Currently on display at Hashimoto Contemporary in San Francisco, is “Belongings”, a solo show of new charcoal and graphite drawings on paper by Joel Daniel Phillips. Following his first solo show at the gallery in 2014, the artist returns this May with a body of work that explores the rapidly-shifting social fabric of San Francisco.
Over the past five years, Phillips has focused on drawing as a way to connect with and learn about his local community. During this time the artist created a series of portraits in staggering detail that explore the tensions between voyeurism and the ever- expanding class distinctions of the Mid-Market area.
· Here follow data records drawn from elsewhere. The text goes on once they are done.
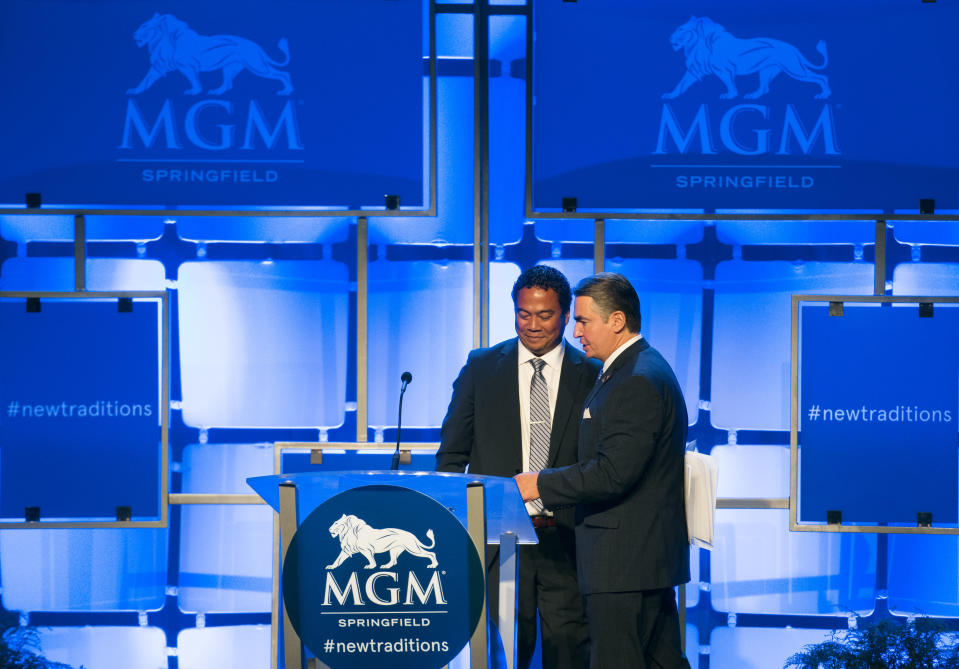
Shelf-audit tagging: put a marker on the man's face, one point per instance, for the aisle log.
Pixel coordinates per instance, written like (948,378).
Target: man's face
(597,336)
(539,319)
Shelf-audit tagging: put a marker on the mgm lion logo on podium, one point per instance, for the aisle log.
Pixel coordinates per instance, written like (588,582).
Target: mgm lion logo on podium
(174,46)
(709,49)
(357,537)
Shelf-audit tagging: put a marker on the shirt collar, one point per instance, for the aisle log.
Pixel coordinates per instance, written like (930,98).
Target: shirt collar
(553,359)
(622,347)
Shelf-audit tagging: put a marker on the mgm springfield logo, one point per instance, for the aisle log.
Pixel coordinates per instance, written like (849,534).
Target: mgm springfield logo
(173,112)
(383,576)
(760,122)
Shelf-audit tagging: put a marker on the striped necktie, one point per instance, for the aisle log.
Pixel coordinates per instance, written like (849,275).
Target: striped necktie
(539,421)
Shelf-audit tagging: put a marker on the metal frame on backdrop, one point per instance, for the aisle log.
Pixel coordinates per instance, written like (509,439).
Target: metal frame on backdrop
(164,324)
(794,525)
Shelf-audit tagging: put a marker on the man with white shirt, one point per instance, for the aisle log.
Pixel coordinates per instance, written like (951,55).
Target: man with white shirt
(516,407)
(627,486)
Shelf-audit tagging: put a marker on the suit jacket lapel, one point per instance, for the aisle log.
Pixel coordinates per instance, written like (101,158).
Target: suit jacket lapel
(506,386)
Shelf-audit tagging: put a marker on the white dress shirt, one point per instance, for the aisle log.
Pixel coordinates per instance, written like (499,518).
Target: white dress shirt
(622,347)
(551,372)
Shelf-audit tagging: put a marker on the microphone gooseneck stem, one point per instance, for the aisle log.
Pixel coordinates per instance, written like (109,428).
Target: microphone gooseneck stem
(395,465)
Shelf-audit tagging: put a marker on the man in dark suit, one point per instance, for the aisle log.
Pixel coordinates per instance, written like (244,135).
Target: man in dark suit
(627,486)
(501,419)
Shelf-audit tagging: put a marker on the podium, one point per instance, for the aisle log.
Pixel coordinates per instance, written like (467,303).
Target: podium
(388,568)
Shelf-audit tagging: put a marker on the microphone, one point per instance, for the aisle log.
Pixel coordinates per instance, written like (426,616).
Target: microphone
(406,377)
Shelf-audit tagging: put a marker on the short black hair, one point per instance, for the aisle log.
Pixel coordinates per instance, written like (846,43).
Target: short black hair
(547,278)
(612,292)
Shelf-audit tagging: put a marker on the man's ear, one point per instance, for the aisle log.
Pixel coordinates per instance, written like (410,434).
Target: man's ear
(618,320)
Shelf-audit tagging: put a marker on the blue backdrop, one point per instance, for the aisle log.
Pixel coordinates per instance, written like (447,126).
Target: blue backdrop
(879,406)
(754,104)
(80,434)
(212,103)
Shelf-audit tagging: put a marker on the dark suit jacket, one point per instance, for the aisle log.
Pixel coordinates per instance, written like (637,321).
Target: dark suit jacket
(482,424)
(628,483)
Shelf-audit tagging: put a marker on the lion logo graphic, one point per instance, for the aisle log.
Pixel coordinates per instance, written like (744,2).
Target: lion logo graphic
(709,49)
(174,46)
(357,537)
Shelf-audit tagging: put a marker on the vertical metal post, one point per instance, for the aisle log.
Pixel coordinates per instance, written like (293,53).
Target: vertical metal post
(362,345)
(481,173)
(506,616)
(476,526)
(599,244)
(292,647)
(879,280)
(681,606)
(79,253)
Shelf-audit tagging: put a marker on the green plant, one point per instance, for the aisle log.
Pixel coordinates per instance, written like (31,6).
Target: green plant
(888,644)
(20,645)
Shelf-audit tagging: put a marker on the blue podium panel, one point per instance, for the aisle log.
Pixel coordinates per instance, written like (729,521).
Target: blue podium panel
(237,647)
(756,104)
(502,312)
(105,647)
(878,431)
(923,579)
(23,228)
(421,321)
(263,344)
(453,223)
(263,229)
(104,274)
(752,648)
(759,566)
(213,104)
(740,233)
(507,99)
(927,232)
(926,279)
(225,556)
(505,511)
(750,374)
(81,394)
(84,570)
(748,471)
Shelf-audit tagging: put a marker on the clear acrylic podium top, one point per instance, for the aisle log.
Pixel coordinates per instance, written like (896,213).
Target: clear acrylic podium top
(505,511)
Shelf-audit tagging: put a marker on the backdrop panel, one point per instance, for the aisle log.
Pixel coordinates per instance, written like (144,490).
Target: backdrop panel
(879,402)
(80,433)
(760,104)
(212,104)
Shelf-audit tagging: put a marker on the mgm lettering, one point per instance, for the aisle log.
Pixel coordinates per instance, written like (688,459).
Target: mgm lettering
(258,130)
(748,130)
(383,594)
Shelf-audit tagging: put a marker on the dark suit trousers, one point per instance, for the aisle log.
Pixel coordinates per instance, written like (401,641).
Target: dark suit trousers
(635,630)
(547,583)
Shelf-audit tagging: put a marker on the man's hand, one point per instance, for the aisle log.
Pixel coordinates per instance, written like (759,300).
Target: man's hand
(527,485)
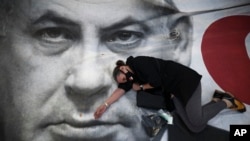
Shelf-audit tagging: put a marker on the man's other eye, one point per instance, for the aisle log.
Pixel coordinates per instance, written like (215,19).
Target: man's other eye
(54,35)
(123,40)
(53,40)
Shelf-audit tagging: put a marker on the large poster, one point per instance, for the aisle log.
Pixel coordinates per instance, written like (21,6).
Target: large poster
(57,58)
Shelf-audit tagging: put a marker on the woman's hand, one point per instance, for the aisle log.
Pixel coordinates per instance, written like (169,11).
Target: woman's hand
(136,87)
(100,110)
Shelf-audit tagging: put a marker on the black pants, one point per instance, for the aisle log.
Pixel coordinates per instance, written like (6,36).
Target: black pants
(194,115)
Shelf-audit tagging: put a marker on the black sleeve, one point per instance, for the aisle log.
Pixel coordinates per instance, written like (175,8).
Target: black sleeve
(125,86)
(147,69)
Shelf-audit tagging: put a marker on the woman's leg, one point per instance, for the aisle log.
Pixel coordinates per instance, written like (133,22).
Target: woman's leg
(196,116)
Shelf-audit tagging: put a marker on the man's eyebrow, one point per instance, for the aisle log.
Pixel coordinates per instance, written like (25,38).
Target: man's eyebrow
(54,17)
(126,22)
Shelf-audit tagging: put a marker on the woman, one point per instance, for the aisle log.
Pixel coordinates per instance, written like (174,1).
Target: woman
(180,83)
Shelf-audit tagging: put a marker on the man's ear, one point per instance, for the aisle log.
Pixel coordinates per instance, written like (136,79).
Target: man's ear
(181,30)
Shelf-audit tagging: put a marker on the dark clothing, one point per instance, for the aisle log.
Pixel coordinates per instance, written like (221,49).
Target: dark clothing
(183,83)
(175,78)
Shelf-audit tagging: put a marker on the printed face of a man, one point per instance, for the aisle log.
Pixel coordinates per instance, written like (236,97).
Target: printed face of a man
(51,59)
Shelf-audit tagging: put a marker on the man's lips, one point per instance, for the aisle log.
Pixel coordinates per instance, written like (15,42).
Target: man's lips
(85,128)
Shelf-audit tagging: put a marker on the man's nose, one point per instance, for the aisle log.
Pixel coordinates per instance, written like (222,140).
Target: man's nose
(88,78)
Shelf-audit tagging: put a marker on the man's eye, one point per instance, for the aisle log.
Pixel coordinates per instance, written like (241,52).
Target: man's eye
(54,35)
(55,40)
(123,40)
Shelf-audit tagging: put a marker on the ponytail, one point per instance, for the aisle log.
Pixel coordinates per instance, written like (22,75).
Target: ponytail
(116,70)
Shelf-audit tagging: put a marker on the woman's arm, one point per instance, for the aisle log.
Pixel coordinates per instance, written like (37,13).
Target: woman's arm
(138,87)
(117,94)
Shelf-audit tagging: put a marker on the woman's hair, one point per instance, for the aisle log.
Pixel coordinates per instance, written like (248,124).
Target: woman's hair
(117,70)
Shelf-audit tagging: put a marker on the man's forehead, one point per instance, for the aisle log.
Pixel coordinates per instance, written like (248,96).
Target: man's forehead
(75,10)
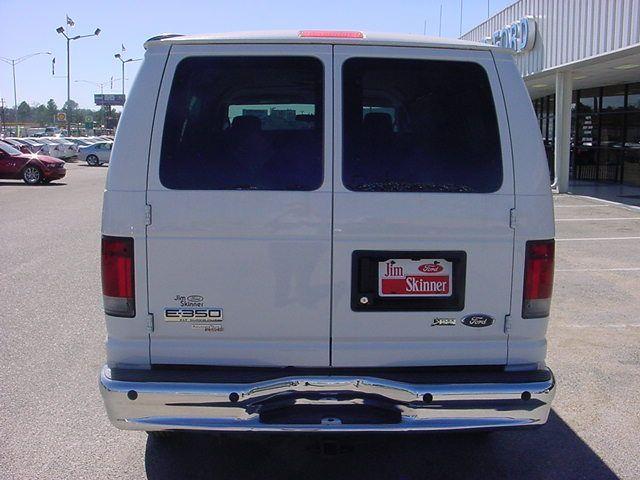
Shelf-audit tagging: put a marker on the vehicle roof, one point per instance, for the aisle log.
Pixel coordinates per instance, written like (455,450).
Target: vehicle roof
(293,36)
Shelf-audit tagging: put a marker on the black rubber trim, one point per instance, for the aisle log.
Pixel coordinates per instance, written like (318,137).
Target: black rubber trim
(415,375)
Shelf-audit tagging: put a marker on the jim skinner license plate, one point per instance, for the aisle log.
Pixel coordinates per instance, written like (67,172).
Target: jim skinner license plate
(404,277)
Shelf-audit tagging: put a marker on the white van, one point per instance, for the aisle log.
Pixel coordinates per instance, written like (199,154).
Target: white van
(327,231)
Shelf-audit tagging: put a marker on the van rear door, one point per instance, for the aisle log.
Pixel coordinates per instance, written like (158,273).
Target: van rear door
(423,191)
(240,186)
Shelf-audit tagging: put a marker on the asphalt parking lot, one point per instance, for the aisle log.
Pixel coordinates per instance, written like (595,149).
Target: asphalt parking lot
(53,425)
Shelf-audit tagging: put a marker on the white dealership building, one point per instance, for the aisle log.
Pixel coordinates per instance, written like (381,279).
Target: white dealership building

Through larger-than-life sized renderings of individuals from this neighborhood, Phillips strives to tell the stories of those often overlooked and unidentified.
The artist describes his depictions as “an attempt to play with our voyeuristic tendencies toward the indigence surrounding us, hiding in plain sight.” Phillips’ goal is to celebrate each person he draws as the main character in their own narrative. “Belongings” explores the framework of portraiture by presenting four large-scale figures paired with solitary objects. Serving as an extension of their character, these possessions occupy the same sized paper as their human counterpart. The diptychs stand at a monumental scale, speaking not only through their realistic presence, but through the negative space that surrounds them.
Phillips elaborates, ”The drawings are a visual record of my striving to recognize unknown and unnoticed individuals through the tip of my pencil... I am fascinated by the intricacies and commonalities that we share as humans, and search for moments when our projected senses of self are transparent, allowing deeper, more truthful emotions to become visible.”